Researchers at Stanford Medicine in Stanford, Calif., have developed a trained neural network that uses micro-registered optical coherence tomography (OCT) to penetrate tissue and create a high-resolution, three-dimensional reconstruction of cells. Testing has shown the images created can be cross-sectioned to mimic those generated by a standard biopsy and H&E staining.
While deep learning has shown promise in the virtual staining of unstained tissue slides, true virtual biopsy requires the staining of images taken from intact tissue. In this study, the researchers developed a neural network-trained OCT method that can assess a two-dimensional (2D) H&E slide and find the corresponding section in a 3D OCT image of the original fresh tissue. This technique can provide clinicians with information more quickly than a regular biopsy because a traditional specimen must be sent to a pathologist for staining and assessment, they report.
Published in the Apr. 10 issue of Science Advances, the study outlines how the authors developed new hardware to collect data and new processing methods for OCT scans, which are typically used by ophthalmologists to examine the back of the eye.
In an article on the Stanford website, Adam de la Zerda, PhD, said “We kept improving and improving the quality of the image, letting us see smaller and smaller details of a tissue. And we realized the OCT images we were creating were really getting very similar to the H&Es in terms of what they could show.” He is an associate professor of structural biology and the senior author of the study.
“We’ve not only created something that can replace the current gold-standard pathology slides for diagnosing many conditions, but we actually improved the resolution of these scans so much that we start to pick up information that would be extremely hard to see otherwise,” he added.
The higher resolution of the OCT images meant H&Es weren’t needed to diagnose disease, but Dr. de la Zerda and his colleagues thought clinicians would be more likely to adopt OCT if the images looked familiar.
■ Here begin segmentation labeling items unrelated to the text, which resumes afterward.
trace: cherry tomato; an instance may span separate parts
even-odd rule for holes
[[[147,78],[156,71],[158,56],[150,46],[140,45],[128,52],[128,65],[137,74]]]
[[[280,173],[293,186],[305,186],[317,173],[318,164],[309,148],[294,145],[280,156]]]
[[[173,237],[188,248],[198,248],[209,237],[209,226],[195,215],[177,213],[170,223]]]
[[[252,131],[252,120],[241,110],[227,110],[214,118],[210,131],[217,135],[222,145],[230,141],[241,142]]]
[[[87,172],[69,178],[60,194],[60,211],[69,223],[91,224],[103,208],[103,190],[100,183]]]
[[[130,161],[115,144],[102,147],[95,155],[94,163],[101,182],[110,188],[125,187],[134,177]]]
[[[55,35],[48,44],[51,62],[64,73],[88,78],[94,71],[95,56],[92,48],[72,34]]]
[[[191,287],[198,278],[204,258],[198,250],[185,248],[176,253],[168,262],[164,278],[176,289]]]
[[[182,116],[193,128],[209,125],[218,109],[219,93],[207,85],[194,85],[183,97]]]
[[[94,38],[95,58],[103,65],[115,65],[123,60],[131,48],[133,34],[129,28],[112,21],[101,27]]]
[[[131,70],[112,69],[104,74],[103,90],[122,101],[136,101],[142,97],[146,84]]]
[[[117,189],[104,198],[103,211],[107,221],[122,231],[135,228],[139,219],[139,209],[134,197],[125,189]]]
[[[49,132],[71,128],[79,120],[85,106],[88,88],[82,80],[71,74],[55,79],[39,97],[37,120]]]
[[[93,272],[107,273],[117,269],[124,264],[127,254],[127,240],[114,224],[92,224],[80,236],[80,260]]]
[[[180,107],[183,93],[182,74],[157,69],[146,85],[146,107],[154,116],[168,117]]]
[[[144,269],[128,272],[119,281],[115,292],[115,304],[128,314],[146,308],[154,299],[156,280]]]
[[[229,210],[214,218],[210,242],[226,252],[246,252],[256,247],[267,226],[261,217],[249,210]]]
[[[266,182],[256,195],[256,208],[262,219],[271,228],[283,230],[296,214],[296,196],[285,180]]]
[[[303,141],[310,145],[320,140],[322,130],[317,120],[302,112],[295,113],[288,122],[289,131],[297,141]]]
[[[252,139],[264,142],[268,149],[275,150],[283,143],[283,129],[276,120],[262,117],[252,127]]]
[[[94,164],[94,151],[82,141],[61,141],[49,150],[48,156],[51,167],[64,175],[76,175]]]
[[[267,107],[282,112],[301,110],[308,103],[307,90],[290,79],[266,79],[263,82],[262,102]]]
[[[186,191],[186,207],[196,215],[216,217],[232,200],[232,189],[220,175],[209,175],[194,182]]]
“Every physician in a hospital is very much used to reading H&Es, and it was important to us that we translate OCT images into something that physicians were already comfortable with—rather than an entirely new type of image,” he said on the Stanford website.
The method was developed by Yonatan Winetraub, PhD, a former graduate student in the de la Zerda lab who now leads his own research lab at Stanford focusing in part on virtual biopsies.
“The uniqueness of this work lies in the method we developed to align OCT and H&E image pairs, letting machine-learning algorithms train on real tissue sections and providing clinicians with more accurate virtual biopsies,” Dr. Winetraub said in the news article.
According to co-author Kavita Sarin, MD, PhD, an associate professor of dermatology at Stanford Medicine, “This [development] has the potential to transform how we diagnose and monitor concerning skin lesions and diseases in the clinic.”